Landscape Report


Spotlight on Weeds: Yellow nutsedge (Cyperus esculentus)

Biology: Yellow nutsedge (Cyperus esculentus), also known as chufa (chufa is a non-weedy variety that is used for wildlife food plots and is not a cold hardy weed like yellow nutsedge), nutgrass, or watergrass, is a troublesome, difficult-to-control perennial weed found throughout the United States. It is important to understand that yellow nutsedge is not a grass or a broadleaf weed, but a sedge; which is crucial when determining effective control strategies. It establishes by rhizomes, which form tubers (called nutlets) that are capable of surviving in the soil for periods of up to ten years. These nutlets, as well as viable seed, sprout and establish from May until the end of July.  Reproduction by tubers can be very prolific.  A trial in Minnesota found that one nutsedge tuber produced 1,900 shoots and 6,900 tubers within one year (Tumbelson and Kommedahl, 1961)!

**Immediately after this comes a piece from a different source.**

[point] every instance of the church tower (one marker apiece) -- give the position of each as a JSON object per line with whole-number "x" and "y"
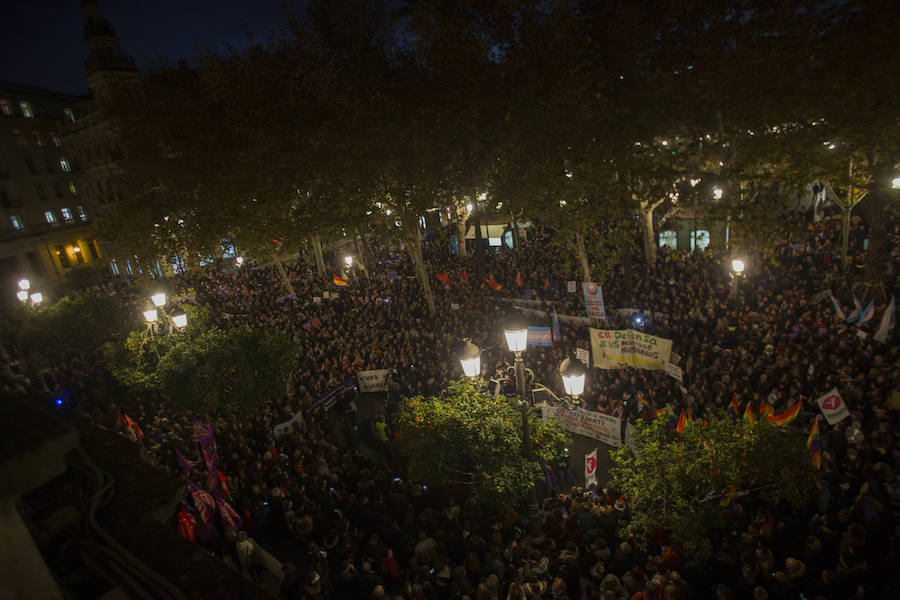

Identification:  Yellow nutsedge can be identified by solid, triangular-shaped stems which are be easily determined by rolling the stem back and forth between fingertips. Yellow nutsedge leaves have a prominent mid-rib and are arranged in threes which also help to distinguish it from grasses. Leaves are a light green to yellowish in color, have a shiny/waxy appearance, and have a long leaf-tip tapered to a sharp point. While many grasses have hairs on the leaf blades, such as crabgrass or bermudagrass, yellow nutsedge leaves and stems are completely smooth, which accentuates the shininess of the leaves. Though it seldom forms in areas of mowed turf, yellow nutsedge produces golden to brown colored seedheads (short spikelets) from July to September. It is often mistaken for purple nutsedge; however, purple nutsedge has dark green leaves that quickly taper to a blunter tip, and produces reddish brown to purple seedheads (spikelets). Additionally, purple nutsedge develops tubers along the entire length of rhizomes where yellow nutsedge only produces tubers at rhizome tips.

Cultural control: The best method of cultural control is prevention by inspecting new soil prior to bringing into the landscape.  For sites that have existing nutsedge, improving drainage and reducing compaction can aide in reducing populations.


Biological control: None known for specific use in yellow nutsedge.

Chemical control: Yellow nutsedge is a difficult-to-control weed that may require multiple herbicide applications.  The most effective time to kill and prevent tuber production is while plants are small in the late spring and early summer.  The most effective postemergence herbicides on yellow nutsedge include halosulfuron-methyl (Sedgehammer), clopyralid (Lontrel), metsulfuron (Manor, Ally, others), bentazon (Basagran T/O), and sulfentrazone (Dismiss).